Sporthalle Schönenberg

Jahr2005
ArtGesamtleistungswettbewerb / Sporthalle
ArbeitggeberDachtler Partner AG
LeistungsumfangEntwicklung und Ausarbeitung des Wettbewerbs

Situation

Das Grundstück liegt mitten im Dorf und ist von allen Seiten einsehbar. Die Position, die Gestaltung und die Materialisierung des Sporthallenneubaus spielen daher eine tragende Rolle. Die Turnhalle hat einen funktionalen Bezug zum “Dorfhuus” und zum Schulhaus. Darum liegt die Halle so, dass zwischen “Dorfhuus”, Sporthalle und Schulhaus ein Feld aufgespannt wird, welches die drei Gebäude mit ihren grossen Vorplätzen über die Häuser und Strassen hinweg physisch und formal zusammenhält.

Die Position des Neubaus ist so gewählt, dass bei einer allfälligen Erweiterung der Aussenplätze nach Südwesten ein direkter Ausgang von der Halle auf den neuen Platz vorhanden ist. Die geforderten Parkplätze werden an die bestehenden Parkplatzreihen beim “Dorfhuus” angefügt. Das Erschliessungskonzept erreicht dadurch eine klare Trennung von Fussgängern und motorisiertem Verkehr. Der Eingang der Sporthalle liegt so, dass die Schüler einen möglichst kurzen Weg vom Schulhaus in die Sporthalle haben und die aufs Grundstück fahrenden Fahrzeuge nicht kreuzen müssen.

Projekt, Materialisierung

Die Turnhalle wird als Teil des Dorfes verstanden und soll sich daher in Form und Materialisierung in das Dorfbild einordnen. Nach einer Analyse der Fassaden von Schönenberg, haben wir uns entschieden dem Neubau eine Fassade aus Holz zu geben, da dieses Material im Dorf sehr häufig vorkommt und dem grossen Gebäue eine gewisse Leichtigkeit gibt. Durch die homogene Fassadenstruktur und die präzis geschnittene Form des Baukörpers wird eine zeitgemässe Architektur erreicht.
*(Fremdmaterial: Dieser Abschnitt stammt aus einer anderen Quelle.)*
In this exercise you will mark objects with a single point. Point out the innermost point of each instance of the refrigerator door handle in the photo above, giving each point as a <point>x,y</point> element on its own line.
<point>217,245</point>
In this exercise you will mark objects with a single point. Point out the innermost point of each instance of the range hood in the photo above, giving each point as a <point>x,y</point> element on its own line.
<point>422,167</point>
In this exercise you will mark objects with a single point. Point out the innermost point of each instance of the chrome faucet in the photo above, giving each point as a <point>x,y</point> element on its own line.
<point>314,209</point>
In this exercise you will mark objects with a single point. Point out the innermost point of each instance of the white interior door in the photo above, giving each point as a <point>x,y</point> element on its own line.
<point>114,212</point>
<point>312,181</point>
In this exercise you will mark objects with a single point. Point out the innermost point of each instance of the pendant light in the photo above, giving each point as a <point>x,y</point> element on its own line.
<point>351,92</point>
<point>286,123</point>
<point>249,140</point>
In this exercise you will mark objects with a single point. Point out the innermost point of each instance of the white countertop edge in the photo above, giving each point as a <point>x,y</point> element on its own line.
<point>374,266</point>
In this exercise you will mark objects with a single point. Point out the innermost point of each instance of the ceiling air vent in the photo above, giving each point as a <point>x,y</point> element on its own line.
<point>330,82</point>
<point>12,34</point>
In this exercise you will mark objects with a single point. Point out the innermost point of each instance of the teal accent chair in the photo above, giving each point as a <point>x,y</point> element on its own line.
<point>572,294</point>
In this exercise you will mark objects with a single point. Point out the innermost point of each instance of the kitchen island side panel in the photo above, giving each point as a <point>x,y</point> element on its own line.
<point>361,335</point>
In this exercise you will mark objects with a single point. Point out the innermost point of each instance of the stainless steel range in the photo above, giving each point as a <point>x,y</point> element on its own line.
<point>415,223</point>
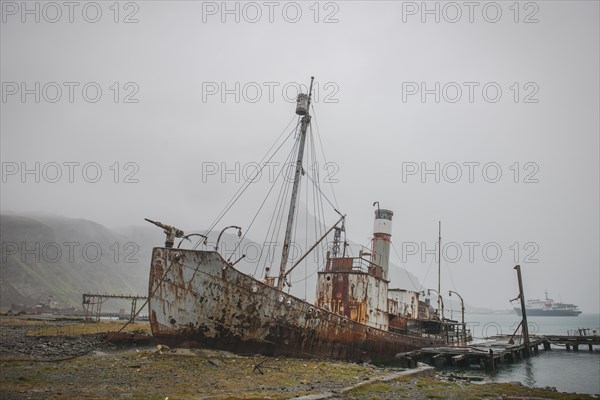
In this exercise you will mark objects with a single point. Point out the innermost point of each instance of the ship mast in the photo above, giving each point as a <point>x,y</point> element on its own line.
<point>301,109</point>
<point>439,267</point>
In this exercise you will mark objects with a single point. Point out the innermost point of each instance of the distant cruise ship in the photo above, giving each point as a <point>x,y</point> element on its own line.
<point>548,308</point>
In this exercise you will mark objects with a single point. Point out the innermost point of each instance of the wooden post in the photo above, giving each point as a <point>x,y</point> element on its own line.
<point>524,326</point>
<point>547,345</point>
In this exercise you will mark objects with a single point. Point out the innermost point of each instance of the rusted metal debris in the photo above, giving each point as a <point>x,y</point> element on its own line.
<point>197,298</point>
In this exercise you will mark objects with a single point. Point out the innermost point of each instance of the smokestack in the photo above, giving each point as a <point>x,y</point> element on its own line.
<point>382,234</point>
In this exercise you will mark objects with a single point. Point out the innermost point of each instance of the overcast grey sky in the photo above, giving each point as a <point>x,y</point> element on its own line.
<point>518,95</point>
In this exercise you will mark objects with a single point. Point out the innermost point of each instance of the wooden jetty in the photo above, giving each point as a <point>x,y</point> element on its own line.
<point>494,350</point>
<point>574,341</point>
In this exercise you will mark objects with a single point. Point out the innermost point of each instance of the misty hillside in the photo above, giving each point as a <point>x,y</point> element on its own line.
<point>45,256</point>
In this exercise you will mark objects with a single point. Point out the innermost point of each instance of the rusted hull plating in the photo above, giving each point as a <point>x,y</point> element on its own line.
<point>197,299</point>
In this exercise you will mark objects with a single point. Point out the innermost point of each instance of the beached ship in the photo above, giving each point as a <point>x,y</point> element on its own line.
<point>199,298</point>
<point>548,308</point>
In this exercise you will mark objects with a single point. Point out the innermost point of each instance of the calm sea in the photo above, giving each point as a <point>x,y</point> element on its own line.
<point>567,371</point>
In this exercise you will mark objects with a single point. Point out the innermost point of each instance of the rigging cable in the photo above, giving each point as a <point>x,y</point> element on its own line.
<point>243,188</point>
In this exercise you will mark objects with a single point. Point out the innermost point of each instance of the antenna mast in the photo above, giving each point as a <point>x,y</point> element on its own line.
<point>439,265</point>
<point>302,108</point>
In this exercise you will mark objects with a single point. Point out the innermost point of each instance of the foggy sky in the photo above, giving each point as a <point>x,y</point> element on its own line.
<point>371,129</point>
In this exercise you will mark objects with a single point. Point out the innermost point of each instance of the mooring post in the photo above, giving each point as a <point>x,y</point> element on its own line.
<point>524,327</point>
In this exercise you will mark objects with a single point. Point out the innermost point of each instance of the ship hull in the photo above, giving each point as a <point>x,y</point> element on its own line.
<point>197,299</point>
<point>532,312</point>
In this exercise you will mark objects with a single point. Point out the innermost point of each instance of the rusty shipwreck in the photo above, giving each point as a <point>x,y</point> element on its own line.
<point>199,298</point>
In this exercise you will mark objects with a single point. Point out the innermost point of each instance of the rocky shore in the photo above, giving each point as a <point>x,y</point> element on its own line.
<point>34,366</point>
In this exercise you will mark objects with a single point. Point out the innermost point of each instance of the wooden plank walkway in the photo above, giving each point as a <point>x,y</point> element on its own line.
<point>489,354</point>
<point>574,341</point>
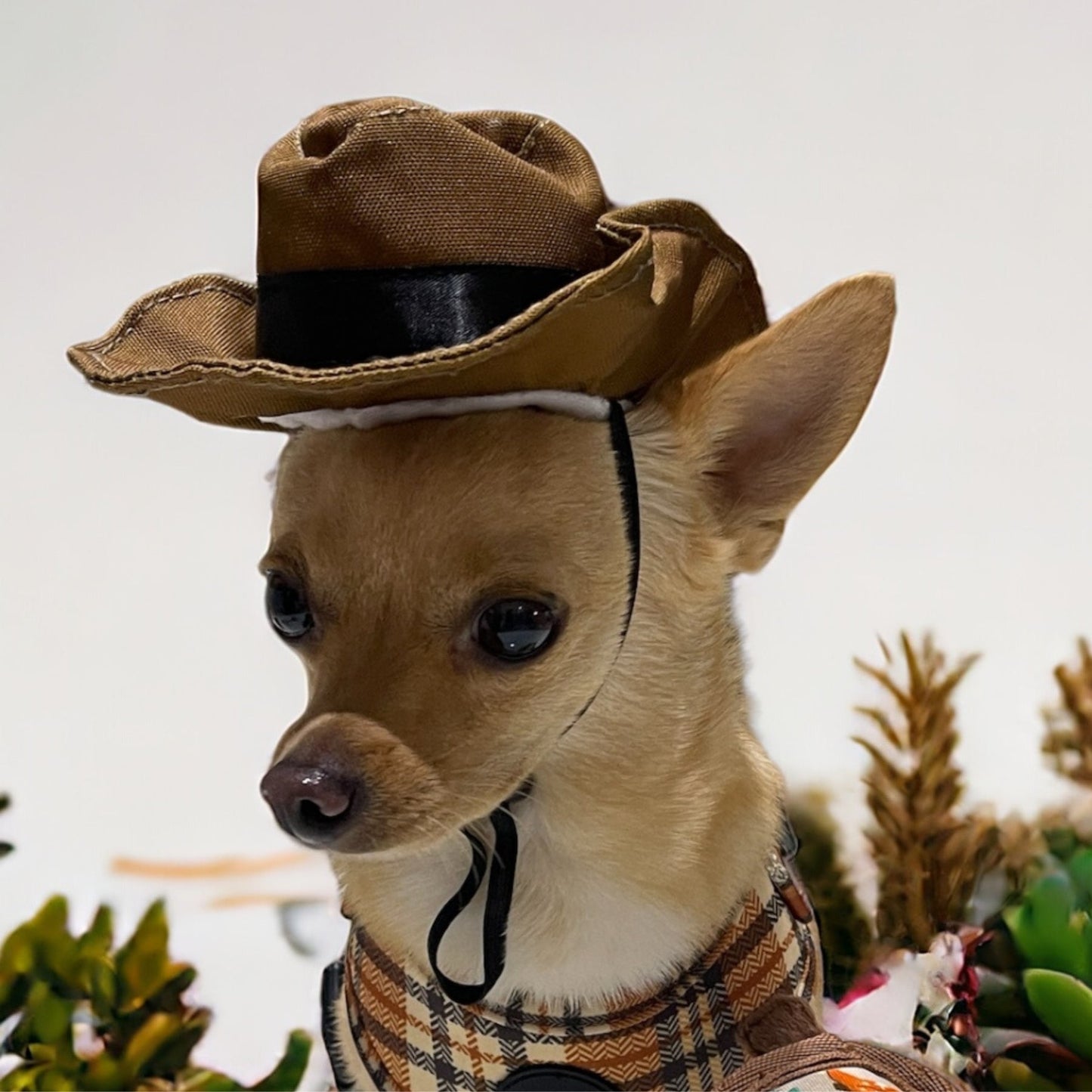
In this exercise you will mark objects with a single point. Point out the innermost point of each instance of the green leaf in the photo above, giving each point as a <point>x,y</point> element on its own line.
<point>142,962</point>
<point>157,1030</point>
<point>1064,1005</point>
<point>289,1072</point>
<point>1079,868</point>
<point>1016,1077</point>
<point>1048,930</point>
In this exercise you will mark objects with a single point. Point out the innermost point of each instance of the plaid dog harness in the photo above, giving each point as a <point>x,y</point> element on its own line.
<point>397,1025</point>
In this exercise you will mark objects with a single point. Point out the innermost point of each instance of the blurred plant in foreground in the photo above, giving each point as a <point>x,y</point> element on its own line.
<point>983,959</point>
<point>90,1017</point>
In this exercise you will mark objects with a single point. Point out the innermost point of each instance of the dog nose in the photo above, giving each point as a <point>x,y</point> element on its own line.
<point>314,805</point>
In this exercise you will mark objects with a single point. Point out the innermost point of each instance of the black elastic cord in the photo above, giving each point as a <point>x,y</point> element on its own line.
<point>498,903</point>
<point>500,865</point>
<point>630,503</point>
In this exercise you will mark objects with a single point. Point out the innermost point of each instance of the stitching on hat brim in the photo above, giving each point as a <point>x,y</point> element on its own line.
<point>271,370</point>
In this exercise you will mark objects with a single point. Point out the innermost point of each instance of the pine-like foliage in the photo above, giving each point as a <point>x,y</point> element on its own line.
<point>928,855</point>
<point>1068,738</point>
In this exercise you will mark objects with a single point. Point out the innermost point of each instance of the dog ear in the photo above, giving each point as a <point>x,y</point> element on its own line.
<point>772,415</point>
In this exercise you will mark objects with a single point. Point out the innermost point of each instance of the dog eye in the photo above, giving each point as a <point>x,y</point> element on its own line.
<point>286,608</point>
<point>515,630</point>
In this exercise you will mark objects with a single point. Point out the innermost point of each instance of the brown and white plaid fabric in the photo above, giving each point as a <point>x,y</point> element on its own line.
<point>409,1035</point>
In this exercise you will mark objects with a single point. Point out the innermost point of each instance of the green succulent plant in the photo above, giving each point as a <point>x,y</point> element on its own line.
<point>92,1017</point>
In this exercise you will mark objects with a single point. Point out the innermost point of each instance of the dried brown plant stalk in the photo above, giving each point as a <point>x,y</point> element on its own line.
<point>1068,738</point>
<point>928,855</point>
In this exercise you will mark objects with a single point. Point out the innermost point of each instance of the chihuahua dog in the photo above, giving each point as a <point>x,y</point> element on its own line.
<point>456,589</point>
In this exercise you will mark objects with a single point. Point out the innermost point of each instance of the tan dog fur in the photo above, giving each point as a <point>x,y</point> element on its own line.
<point>655,814</point>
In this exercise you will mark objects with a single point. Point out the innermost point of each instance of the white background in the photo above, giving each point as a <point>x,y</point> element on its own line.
<point>948,144</point>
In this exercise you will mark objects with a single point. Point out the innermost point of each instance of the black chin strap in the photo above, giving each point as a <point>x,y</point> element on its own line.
<point>500,863</point>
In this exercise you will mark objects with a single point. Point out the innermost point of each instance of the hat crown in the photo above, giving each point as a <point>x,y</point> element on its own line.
<point>395,184</point>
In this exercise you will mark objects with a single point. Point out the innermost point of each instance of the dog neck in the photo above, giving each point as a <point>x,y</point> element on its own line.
<point>648,824</point>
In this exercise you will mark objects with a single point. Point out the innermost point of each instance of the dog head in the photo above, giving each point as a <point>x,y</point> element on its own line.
<point>456,589</point>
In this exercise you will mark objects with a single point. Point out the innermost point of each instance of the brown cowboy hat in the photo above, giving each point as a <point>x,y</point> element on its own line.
<point>405,252</point>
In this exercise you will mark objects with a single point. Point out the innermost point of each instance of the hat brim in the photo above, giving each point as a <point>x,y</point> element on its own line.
<point>680,294</point>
Das “Markenzeichen” der neuen Turnhalle sind die grossformatigen Fenster mit einem herausstehenden Kupferrahmen. Dieser übernimmt einen Teil der Beschattung. Das Material Kupfer verändert wie die Lärchenholzschalung im Laufe der Zeit die Optik.

Das Volumen des Baukörpers wird auf ein Minimum reduziert und gliedert sich in drei von aussen ablesbare Teile:

  • Die Halle und die Zuschauerstehplätze bilden den hohen Teil des Gebädes. Dadurch, dass die Tribüne quasi in der Halle liegt, wird der Zuschauer stark in das Sportgeschehen miteinbezogen.

  • Die Garderobenanlagen und das Foyer befinden sich im niedrigeren, bedienenden Teil.

  • Ein grosszügiges, über die ganze Länge reichendes Vordach funktioniert als Eingangszone und Veloabstellplatz.